I totally understand that there are many doctors who are really angry at the state of the profession at the moment, and the way they feel treated. I know that, because I’m one of them. I understand, too, that there are many doctors irritated by how we as the CFoM went about promoting this webinar, and I’m sorry for my short-sightedness on how this might be received by some within a profession that is deeply hurting. I’m sorry that we didn’t do it right in the eyes of many social media commentators, and I’m committed – along with the whole team – to listening to how to ask the big questions in a constructive way for doctors, because that’s what this whole enterprise is about.
Which brings me to a reflection on the last few days on social media. I took responsibility for the way our webinar was received because I’m the lead for the group and the buck stops with me. I have no issue with that and I’m willing to own it. But the personal attacks on social media against me, and my character, from senior as well as colleagues at my own stage of training have been mind-blowing. The level of personal vitriol towards me, not least from anonymous accounts, was beyond anything I’ve ever experienced. I’m a core trainee. I don’t work for the whole host of organisations I’ve been accused of working for, I’m not a government stooge or the rest of it. I’m not trying to destroy medicine or sell people down the river. The level of misrepresentation about who and what I am, has been staggering – and it is easy enough to find out what we – as CFoM – and what I believe about medicine and the essential nature of our profession.

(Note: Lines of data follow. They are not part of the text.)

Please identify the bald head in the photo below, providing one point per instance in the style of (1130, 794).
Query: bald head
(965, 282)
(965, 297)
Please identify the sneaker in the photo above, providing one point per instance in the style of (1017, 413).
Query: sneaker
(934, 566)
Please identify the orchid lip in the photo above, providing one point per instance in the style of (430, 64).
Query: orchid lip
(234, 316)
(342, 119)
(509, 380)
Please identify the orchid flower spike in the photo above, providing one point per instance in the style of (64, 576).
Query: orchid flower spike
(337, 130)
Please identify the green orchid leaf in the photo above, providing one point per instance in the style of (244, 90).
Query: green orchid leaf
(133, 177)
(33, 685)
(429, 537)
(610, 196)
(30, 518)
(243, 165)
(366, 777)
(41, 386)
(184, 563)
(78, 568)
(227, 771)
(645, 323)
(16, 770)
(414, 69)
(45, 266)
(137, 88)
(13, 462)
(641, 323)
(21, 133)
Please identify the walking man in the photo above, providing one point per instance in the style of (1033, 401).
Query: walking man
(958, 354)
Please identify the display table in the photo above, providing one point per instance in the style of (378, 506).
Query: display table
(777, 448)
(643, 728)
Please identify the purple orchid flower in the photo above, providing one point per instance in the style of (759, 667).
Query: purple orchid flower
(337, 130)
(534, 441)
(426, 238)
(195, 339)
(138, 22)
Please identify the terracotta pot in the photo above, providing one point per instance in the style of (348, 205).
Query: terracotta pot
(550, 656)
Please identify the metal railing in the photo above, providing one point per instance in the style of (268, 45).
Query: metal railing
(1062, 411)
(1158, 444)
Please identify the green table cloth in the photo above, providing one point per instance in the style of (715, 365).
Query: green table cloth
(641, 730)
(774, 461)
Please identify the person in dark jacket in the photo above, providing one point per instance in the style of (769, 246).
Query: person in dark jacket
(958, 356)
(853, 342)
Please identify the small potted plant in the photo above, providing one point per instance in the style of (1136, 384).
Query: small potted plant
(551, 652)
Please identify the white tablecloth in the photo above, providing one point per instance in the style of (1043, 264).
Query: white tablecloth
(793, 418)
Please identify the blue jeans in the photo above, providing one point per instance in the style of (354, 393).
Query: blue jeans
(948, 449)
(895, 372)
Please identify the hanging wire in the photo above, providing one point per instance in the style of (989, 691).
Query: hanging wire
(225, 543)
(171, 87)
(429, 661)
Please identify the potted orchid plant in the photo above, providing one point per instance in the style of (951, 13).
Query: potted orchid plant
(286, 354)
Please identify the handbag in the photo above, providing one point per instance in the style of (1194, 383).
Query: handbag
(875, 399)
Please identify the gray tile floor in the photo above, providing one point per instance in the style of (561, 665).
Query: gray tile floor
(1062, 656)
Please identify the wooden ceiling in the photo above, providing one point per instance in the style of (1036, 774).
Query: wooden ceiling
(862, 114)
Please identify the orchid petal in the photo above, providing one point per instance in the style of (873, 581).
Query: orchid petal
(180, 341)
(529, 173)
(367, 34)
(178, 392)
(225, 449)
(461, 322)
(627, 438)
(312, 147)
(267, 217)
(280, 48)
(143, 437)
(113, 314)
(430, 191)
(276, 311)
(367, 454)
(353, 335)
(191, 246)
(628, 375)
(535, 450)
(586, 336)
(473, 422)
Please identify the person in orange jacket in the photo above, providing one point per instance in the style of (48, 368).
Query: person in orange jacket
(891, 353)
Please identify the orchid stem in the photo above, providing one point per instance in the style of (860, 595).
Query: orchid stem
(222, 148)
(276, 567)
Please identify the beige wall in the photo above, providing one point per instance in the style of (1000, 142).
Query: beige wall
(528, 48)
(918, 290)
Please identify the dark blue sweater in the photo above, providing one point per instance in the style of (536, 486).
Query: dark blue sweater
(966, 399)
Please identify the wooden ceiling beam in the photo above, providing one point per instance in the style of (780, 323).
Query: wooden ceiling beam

It is surely a reflection of how hurt we have been as a profession that we are willing to attack colleagues in this way and immediately assign the worst of intentions, but I just hope we might be able to do better than that. I’m pretty robust, but to be pushed as far as I have been pushed this weekend, psychologically, by anonymous and not-so-anonymous hate online has been beyond anything I ever expected from the people I work alongside, and fight alongside, day by day. Of course I have my faults, like we all do, but the abuse I have faced has at times been close to unbearable – something I have never experienced before.
We’re committed at the CFoM to play our small part in moving the conversation towards a sustainable, distinctive future for doctors. That future is one of collegiality – with others, of course, but first and foremost amongst ourselves, too. That’s what we’re about – that’s what I’m about. And I hope you might enjoy engaging with our work to get there.